ECLI:NL:CBB:2002:AE3755
public
2015-11-16T12:34:22
2013-04-04
Raad voor de Rechtspraak
AE3755
College van Beroep voor het bedrijfsleven
2002-05-13
AWB 00/800
Eerste aanleg - meervoudig
Eerste en enige aanleg
NL
Bestuursrecht
Rechtspraak.nl
http://deeplink.rechtspraak.nl/uitspraak?id=ECLI:NL:CBB:2002:AE3755
public
2013-04-04T17:50:15
2002-06-06
Raad voor de Rechtspraak
ECLI:NL:CBB:2002:AE3755 College van Beroep voor het bedrijfsleven , 13-05-2002 / AWB 00/800

-

College van Beroep voor het bedrijfsleven

No. AWB 00/800 13 mei 2002

5040 Landbouwheffing

Uitspraak in de zaak van:

Schenker Eurocargo (Nederland) B.V., te Enschede, voorheen Exped Holland B.V., appellante,

gemachtigde: M. Boekhoud, werkzaam bij Kloosterboer Services B.V., te Rotterdam,

tegen

de inspecteur van de Belastingdienst/Douane, te Arnhem, verweerder,

gemachtigde: mr B.C. Brouwer, werkzaam bij verweerder.

1. De procedure

Op 10 oktober 2000 heeft het College van appellantes gemachtigde een beroepschrift ontvangen, waarbij kennelijk is beoogd namens appellante beroep in te stellen tegen een besluit van verweerder van 15 september 2000.

Bij dit besluit heeft verweerder beslist op het bezwaar van appellante tegen een aan Exped Holland B.V. gerichte uitnodiging tot betaling van landbouwheffingen bij invoer.

Appellante heeft op 24 november 2000 de gronden van haar beroep aangevuld.

Verweerder heeft op 6 februari 2001 een verweerschrift ingediend en op 12 februari 2001 nog twee stukken overgelegd.

Op 15 februari 2002 heeft het onderzoek ter zitting plaats gevonden, waar partijen hun standpunten nader hebben toegelicht.

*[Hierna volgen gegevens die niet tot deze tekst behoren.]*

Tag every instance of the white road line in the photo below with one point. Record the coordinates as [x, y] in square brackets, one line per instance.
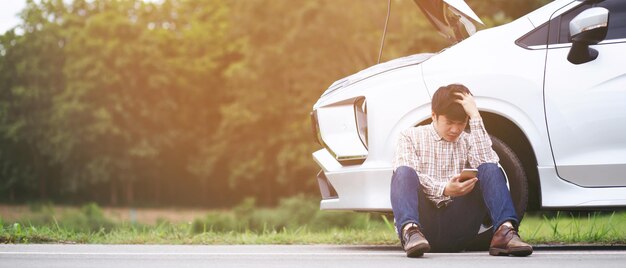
[284, 253]
[206, 253]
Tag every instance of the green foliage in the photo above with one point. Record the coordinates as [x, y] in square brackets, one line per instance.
[197, 102]
[292, 213]
[90, 218]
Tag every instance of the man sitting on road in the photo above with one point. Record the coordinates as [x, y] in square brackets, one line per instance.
[427, 197]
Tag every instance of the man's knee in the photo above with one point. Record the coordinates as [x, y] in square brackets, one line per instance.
[404, 172]
[488, 167]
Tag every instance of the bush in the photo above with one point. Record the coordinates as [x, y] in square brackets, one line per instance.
[292, 213]
[89, 218]
[215, 222]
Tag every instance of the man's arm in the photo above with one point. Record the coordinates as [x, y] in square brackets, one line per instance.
[480, 150]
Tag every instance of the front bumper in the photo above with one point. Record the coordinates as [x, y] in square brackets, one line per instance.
[354, 187]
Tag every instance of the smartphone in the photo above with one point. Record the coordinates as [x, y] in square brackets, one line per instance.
[468, 173]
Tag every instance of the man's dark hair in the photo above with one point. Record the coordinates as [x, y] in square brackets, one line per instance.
[443, 102]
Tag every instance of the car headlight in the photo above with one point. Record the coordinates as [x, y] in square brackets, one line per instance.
[360, 114]
[341, 127]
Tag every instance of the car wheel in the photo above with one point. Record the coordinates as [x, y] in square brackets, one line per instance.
[518, 186]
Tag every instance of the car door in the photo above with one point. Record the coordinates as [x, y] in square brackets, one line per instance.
[585, 104]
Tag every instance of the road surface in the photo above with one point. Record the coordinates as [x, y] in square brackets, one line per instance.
[119, 256]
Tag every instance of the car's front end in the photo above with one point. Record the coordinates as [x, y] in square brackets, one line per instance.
[358, 118]
[354, 121]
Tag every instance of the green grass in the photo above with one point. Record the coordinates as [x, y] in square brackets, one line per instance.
[294, 221]
[571, 228]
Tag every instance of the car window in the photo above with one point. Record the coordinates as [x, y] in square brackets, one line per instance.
[617, 18]
[560, 25]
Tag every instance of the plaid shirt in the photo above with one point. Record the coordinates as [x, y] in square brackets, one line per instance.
[437, 160]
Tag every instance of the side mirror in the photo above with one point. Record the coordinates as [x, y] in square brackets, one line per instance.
[587, 28]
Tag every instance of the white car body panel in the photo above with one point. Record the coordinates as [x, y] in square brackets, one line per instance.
[507, 80]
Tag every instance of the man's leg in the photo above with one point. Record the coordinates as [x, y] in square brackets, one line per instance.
[496, 195]
[405, 187]
[498, 201]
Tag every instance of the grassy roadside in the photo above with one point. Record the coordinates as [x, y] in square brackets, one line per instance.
[295, 221]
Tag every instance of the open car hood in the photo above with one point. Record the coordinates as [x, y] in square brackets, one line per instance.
[454, 19]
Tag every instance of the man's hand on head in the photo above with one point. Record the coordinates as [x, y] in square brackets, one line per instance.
[469, 105]
[457, 188]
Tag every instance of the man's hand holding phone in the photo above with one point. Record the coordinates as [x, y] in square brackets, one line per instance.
[462, 184]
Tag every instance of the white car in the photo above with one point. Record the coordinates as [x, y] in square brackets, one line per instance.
[555, 108]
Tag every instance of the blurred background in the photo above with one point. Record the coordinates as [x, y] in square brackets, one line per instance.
[184, 103]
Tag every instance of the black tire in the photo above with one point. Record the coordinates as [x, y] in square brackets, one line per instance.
[518, 186]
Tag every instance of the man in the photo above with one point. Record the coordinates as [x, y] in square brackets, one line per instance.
[432, 208]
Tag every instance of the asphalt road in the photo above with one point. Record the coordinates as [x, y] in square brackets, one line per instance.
[119, 256]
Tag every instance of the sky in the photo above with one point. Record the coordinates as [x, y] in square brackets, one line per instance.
[8, 13]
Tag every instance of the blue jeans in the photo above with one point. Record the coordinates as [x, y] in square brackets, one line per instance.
[451, 228]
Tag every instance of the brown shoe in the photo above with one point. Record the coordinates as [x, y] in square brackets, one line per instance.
[506, 242]
[414, 242]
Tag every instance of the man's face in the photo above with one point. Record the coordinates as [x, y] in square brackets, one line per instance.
[448, 129]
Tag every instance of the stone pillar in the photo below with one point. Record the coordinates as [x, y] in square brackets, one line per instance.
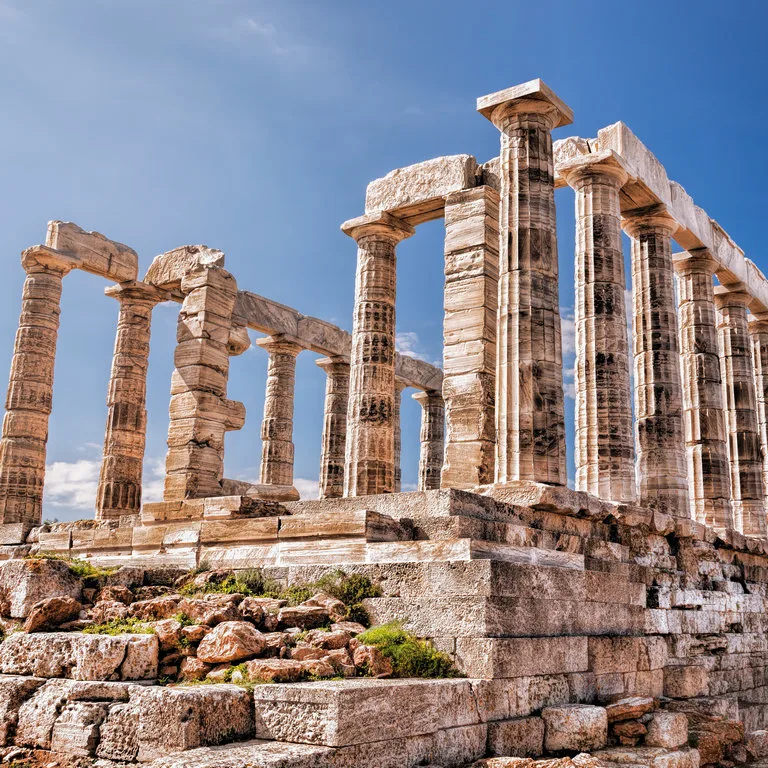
[200, 412]
[334, 426]
[30, 390]
[709, 474]
[369, 461]
[432, 438]
[758, 331]
[397, 429]
[530, 422]
[661, 461]
[277, 426]
[605, 443]
[469, 334]
[119, 491]
[747, 491]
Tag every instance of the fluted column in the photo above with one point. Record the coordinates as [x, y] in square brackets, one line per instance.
[605, 445]
[747, 491]
[432, 437]
[758, 331]
[369, 460]
[334, 426]
[398, 434]
[706, 439]
[661, 461]
[530, 423]
[119, 491]
[277, 426]
[30, 390]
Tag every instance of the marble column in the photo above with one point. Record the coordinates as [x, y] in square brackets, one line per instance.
[119, 490]
[758, 331]
[30, 389]
[469, 333]
[277, 427]
[334, 426]
[369, 459]
[747, 492]
[706, 438]
[200, 413]
[530, 422]
[605, 443]
[398, 434]
[432, 437]
[661, 461]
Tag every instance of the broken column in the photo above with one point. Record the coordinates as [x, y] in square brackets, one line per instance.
[432, 439]
[747, 492]
[277, 426]
[605, 450]
[119, 490]
[30, 390]
[369, 461]
[758, 331]
[469, 333]
[200, 412]
[530, 423]
[334, 426]
[704, 418]
[661, 460]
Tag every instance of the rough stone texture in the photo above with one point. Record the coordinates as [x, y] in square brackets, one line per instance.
[369, 460]
[661, 460]
[605, 451]
[530, 426]
[469, 336]
[119, 490]
[277, 425]
[705, 427]
[334, 426]
[736, 366]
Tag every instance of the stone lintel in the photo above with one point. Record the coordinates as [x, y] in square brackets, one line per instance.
[381, 223]
[523, 94]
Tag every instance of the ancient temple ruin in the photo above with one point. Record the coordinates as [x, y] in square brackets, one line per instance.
[649, 580]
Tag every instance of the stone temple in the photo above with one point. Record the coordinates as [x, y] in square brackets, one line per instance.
[620, 623]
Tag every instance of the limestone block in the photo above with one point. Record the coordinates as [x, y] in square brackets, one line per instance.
[578, 728]
[97, 254]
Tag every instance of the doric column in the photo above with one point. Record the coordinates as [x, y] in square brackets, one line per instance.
[369, 461]
[119, 491]
[706, 438]
[30, 389]
[469, 333]
[334, 426]
[200, 412]
[747, 493]
[605, 444]
[758, 331]
[432, 437]
[397, 429]
[277, 426]
[661, 461]
[530, 423]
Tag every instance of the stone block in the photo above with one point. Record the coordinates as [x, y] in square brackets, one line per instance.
[575, 728]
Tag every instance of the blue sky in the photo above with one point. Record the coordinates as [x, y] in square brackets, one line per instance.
[254, 127]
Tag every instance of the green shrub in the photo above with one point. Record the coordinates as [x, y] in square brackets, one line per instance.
[410, 656]
[127, 626]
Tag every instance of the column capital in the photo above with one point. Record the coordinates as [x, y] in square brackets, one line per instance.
[281, 344]
[731, 296]
[381, 223]
[533, 97]
[697, 261]
[41, 258]
[606, 164]
[136, 291]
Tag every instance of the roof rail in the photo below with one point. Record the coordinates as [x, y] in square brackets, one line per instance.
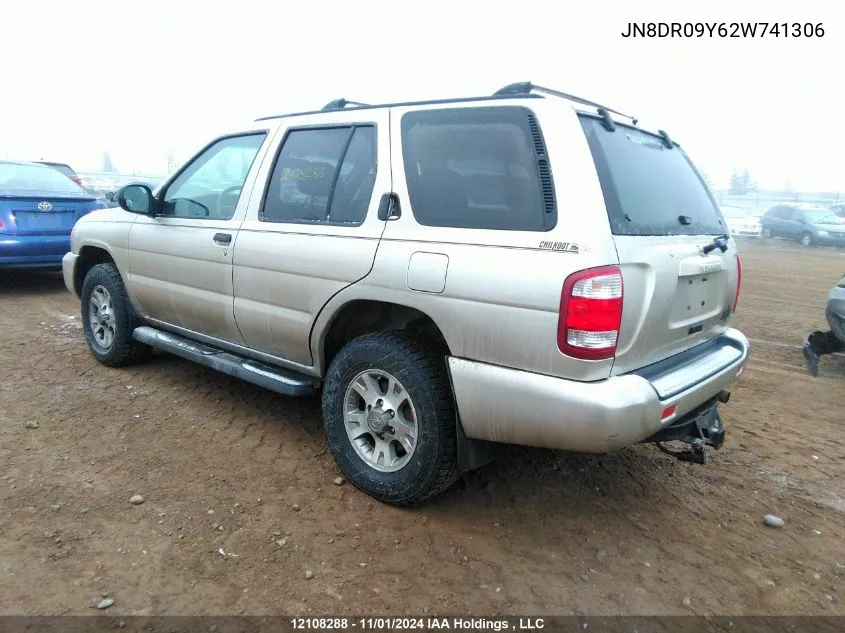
[340, 104]
[526, 88]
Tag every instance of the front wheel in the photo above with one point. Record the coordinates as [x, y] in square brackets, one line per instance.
[107, 319]
[389, 418]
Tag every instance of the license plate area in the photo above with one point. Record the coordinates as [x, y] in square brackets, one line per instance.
[43, 221]
[698, 298]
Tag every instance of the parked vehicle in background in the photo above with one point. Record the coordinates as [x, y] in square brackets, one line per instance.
[806, 224]
[820, 343]
[428, 283]
[62, 168]
[741, 221]
[38, 208]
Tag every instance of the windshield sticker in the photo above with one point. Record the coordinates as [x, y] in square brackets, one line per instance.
[567, 247]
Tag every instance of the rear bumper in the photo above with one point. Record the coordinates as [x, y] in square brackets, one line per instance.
[33, 251]
[831, 240]
[516, 407]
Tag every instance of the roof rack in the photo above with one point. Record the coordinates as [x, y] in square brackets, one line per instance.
[340, 104]
[526, 88]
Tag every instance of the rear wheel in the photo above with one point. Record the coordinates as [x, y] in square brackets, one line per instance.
[389, 418]
[107, 319]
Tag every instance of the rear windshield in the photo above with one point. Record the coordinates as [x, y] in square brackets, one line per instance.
[36, 178]
[648, 188]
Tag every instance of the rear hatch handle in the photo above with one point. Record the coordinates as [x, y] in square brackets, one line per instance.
[720, 242]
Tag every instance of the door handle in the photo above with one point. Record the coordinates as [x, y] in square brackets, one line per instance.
[388, 208]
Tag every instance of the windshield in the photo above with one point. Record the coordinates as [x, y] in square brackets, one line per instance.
[648, 188]
[16, 177]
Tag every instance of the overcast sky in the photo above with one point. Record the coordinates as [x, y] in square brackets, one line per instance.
[141, 78]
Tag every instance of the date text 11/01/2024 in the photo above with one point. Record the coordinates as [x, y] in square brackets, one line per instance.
[724, 29]
[419, 624]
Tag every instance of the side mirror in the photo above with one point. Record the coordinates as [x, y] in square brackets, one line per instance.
[136, 199]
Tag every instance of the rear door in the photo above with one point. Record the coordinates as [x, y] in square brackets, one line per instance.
[313, 229]
[662, 217]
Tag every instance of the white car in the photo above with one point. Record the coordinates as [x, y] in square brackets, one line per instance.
[741, 222]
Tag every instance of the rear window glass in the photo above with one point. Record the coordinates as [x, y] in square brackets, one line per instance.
[479, 168]
[35, 178]
[648, 188]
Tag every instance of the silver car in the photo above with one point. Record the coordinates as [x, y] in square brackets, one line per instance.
[526, 268]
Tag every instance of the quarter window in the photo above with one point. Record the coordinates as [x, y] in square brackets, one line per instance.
[480, 168]
[323, 176]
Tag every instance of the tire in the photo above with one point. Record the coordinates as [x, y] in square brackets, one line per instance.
[108, 319]
[372, 462]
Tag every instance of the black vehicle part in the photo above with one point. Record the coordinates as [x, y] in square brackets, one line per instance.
[276, 379]
[699, 429]
[818, 344]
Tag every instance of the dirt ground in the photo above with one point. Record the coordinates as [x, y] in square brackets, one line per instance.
[240, 501]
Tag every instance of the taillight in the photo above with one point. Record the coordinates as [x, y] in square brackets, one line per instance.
[738, 280]
[590, 313]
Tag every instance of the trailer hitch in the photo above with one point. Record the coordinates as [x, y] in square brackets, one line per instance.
[699, 429]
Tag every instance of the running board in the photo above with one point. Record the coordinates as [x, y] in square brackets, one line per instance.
[281, 381]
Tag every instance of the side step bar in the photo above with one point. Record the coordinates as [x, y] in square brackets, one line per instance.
[281, 381]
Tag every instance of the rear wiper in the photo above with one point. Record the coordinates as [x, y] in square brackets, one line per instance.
[720, 242]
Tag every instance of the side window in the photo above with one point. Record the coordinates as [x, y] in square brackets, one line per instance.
[481, 168]
[323, 175]
[211, 185]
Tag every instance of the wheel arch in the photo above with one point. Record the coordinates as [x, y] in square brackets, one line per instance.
[89, 256]
[357, 317]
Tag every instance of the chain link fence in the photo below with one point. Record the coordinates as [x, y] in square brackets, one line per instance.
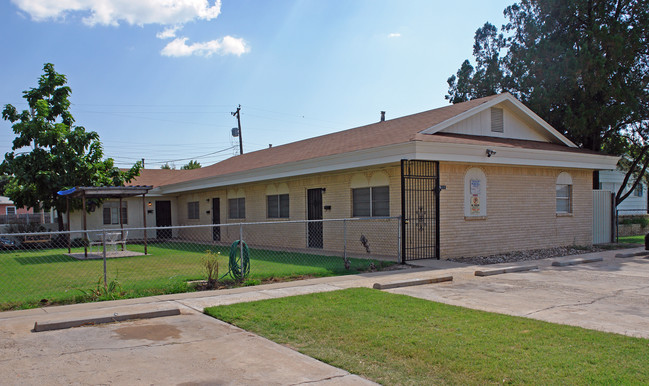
[42, 268]
[631, 222]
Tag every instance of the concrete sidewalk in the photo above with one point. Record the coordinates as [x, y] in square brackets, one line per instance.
[193, 348]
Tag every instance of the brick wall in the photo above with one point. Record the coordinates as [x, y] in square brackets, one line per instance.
[521, 209]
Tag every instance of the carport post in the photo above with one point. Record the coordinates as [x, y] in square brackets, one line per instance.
[144, 220]
[103, 243]
[399, 241]
[241, 247]
[344, 240]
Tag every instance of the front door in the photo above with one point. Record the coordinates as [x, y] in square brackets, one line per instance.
[314, 212]
[216, 219]
[420, 209]
[163, 219]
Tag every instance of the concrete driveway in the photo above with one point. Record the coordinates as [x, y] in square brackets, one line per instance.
[194, 349]
[187, 349]
[611, 296]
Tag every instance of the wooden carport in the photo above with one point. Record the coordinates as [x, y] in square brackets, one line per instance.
[100, 193]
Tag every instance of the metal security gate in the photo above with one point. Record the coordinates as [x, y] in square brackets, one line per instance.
[419, 209]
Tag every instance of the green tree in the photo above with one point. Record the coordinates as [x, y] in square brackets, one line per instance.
[191, 165]
[582, 65]
[62, 155]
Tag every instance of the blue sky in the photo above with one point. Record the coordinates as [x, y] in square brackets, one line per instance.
[159, 82]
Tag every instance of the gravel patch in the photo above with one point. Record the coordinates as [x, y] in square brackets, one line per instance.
[534, 254]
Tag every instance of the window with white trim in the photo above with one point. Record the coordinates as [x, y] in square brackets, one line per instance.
[277, 206]
[475, 194]
[193, 210]
[637, 192]
[497, 121]
[111, 212]
[371, 202]
[237, 207]
[564, 193]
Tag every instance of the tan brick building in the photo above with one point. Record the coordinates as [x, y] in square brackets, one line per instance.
[479, 177]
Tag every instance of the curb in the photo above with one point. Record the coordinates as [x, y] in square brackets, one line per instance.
[411, 283]
[49, 326]
[499, 271]
[565, 263]
[625, 255]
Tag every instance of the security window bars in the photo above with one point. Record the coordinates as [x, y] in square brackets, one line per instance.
[192, 210]
[564, 198]
[277, 206]
[237, 208]
[111, 212]
[371, 202]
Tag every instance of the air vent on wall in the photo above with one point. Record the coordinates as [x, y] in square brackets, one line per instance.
[497, 125]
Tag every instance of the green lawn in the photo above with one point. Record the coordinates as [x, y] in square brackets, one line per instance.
[632, 239]
[26, 277]
[395, 339]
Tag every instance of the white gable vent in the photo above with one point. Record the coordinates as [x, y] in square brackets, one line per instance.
[497, 120]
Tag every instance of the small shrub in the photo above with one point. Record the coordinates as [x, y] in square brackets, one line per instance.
[211, 264]
[111, 291]
[251, 282]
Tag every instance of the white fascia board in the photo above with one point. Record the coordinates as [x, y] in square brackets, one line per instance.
[363, 158]
[499, 99]
[513, 156]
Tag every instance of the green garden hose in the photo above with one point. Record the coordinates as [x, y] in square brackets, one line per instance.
[236, 265]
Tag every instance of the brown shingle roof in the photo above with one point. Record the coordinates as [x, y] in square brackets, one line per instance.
[390, 132]
[375, 135]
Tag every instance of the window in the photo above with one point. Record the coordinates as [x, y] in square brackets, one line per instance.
[277, 206]
[497, 125]
[111, 213]
[192, 210]
[237, 208]
[638, 190]
[371, 202]
[475, 194]
[564, 193]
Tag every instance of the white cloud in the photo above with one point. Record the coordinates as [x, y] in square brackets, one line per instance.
[169, 32]
[112, 12]
[172, 14]
[225, 46]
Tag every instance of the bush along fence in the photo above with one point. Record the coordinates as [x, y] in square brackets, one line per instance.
[44, 268]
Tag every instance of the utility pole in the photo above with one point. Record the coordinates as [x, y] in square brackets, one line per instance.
[238, 115]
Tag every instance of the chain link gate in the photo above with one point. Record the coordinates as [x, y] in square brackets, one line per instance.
[419, 210]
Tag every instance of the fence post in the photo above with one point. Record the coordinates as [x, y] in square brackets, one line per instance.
[103, 243]
[345, 239]
[399, 241]
[241, 247]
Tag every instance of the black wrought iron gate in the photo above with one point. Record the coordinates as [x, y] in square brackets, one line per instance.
[419, 209]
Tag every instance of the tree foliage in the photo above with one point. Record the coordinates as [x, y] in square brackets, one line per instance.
[191, 165]
[49, 153]
[582, 65]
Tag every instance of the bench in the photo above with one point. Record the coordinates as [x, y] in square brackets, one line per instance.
[36, 239]
[112, 238]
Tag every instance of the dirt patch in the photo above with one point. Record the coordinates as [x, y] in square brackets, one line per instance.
[534, 254]
[154, 332]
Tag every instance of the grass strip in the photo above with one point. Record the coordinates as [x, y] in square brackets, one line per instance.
[399, 340]
[33, 278]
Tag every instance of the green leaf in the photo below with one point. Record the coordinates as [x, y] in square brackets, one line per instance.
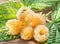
[37, 4]
[52, 35]
[57, 37]
[8, 10]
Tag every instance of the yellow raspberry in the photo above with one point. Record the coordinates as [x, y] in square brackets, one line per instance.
[41, 33]
[27, 33]
[14, 26]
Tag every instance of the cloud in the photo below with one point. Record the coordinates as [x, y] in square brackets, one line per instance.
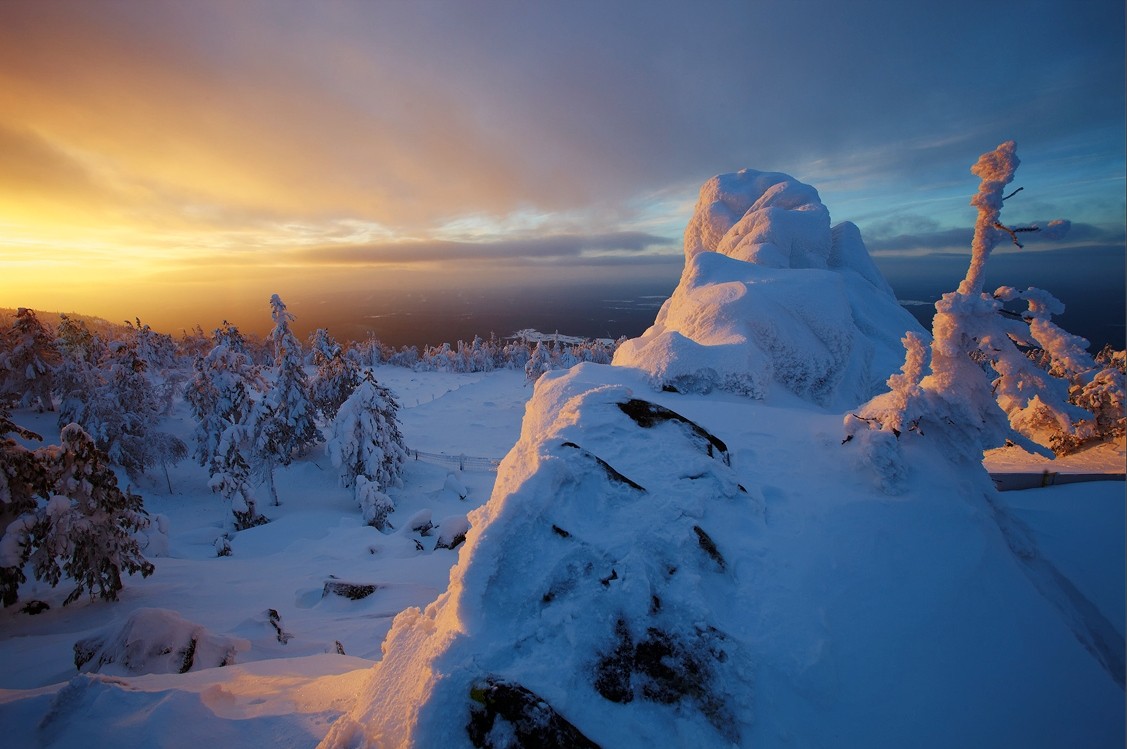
[931, 239]
[559, 247]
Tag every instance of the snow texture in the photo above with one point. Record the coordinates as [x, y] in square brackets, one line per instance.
[640, 580]
[772, 296]
[154, 641]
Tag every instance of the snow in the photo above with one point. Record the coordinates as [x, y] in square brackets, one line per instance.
[771, 299]
[659, 560]
[849, 618]
[832, 650]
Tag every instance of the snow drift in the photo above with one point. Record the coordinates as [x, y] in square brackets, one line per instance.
[772, 295]
[662, 568]
[641, 578]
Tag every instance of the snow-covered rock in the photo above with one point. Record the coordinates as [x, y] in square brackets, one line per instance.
[772, 295]
[156, 641]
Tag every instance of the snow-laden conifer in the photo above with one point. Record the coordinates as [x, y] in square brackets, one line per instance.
[954, 401]
[539, 363]
[337, 375]
[222, 400]
[81, 525]
[27, 362]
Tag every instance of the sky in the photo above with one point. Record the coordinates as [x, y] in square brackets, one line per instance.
[184, 160]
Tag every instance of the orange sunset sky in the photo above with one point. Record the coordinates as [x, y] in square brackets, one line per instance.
[182, 161]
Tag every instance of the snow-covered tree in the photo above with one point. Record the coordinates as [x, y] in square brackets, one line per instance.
[365, 440]
[222, 400]
[284, 418]
[956, 402]
[27, 362]
[337, 375]
[539, 363]
[82, 525]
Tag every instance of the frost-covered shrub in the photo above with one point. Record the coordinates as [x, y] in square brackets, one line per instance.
[772, 295]
[27, 362]
[337, 375]
[374, 505]
[366, 447]
[952, 400]
[81, 525]
[364, 438]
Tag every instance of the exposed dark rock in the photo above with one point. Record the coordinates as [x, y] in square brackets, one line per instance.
[611, 472]
[613, 670]
[647, 415]
[531, 720]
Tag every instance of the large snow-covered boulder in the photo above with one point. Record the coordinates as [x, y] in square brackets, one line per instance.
[664, 570]
[772, 295]
[156, 641]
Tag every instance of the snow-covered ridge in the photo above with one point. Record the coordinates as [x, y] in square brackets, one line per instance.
[773, 296]
[660, 564]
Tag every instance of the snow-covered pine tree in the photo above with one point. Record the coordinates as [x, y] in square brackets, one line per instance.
[27, 362]
[222, 401]
[81, 524]
[127, 409]
[337, 375]
[956, 402]
[539, 363]
[89, 523]
[365, 439]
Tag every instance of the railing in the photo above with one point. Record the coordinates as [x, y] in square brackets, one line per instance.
[463, 462]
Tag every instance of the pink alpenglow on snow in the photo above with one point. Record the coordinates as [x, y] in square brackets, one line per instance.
[772, 296]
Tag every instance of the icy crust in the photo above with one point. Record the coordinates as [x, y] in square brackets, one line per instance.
[831, 338]
[641, 579]
[771, 294]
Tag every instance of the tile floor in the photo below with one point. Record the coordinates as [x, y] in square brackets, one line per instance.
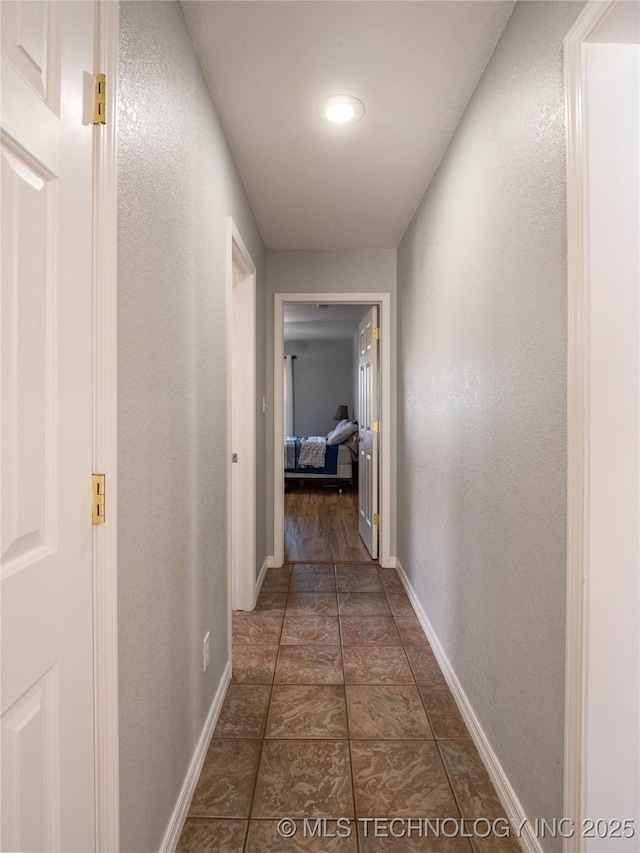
[338, 709]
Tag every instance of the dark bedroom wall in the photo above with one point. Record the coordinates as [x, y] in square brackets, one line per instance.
[322, 380]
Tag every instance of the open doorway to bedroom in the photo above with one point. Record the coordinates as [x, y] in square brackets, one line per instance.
[341, 513]
[323, 426]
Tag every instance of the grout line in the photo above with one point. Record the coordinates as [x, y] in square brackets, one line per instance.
[353, 781]
[264, 728]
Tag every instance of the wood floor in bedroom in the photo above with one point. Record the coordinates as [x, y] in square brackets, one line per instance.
[321, 524]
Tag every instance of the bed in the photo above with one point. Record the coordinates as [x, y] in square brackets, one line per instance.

Aansluitend en naar ter zitting afgesproken hebben partijen nog bepaalde stukken overgelegd.

2. De grondslag van het geschil

2.1 Bij de Algemene wet inzake rijksbelastingen is onder meer het volgende bepaald:

" Artikel 22a

1. De mededeling, bedoeld in artikel 221, eerste lid, van het Communautair douanewetboek, van het bedrag aan rechten bij invoer dat voortvloeit uit een douaneschuld geschiedt door het vaststellen van een uitnodiging tot betaling door de inspecteur voor ieder van de rechten afzonderlijk.

2. (…)

3. In afwijking in zoverre van het eerste lid geschiedt het vaststellen van een uitnodiging tot betaling ter zake van landbouwheffingen in door Onze Minister van Landbouw, Natuurbeheer en Visserij bij ministeriële regeling aan te wijzen gevallen, door daarbij aan te wijzen organen."

Bij de In- en uitvoerbeschikking landbouwgoederen 1981 is ten tijde van belang onder meer het volgende bepaald:

" Artikel 72

1. De mededeling, bedoeld in artikel 221, eerste lid, van het Communautair douanewetboek, van het bedrag aan landbouwheffing bij invoer dat voortvloeit uit een douaneschuld geschiedt door het vaststellen van een uitnodiging tot betaling door het produktschap voor ieder van de heffingen afzonderlijk, indien ter verzekering van de voldoening van een dergelijke heffing de zekerheid bij het produktschap is gesteld.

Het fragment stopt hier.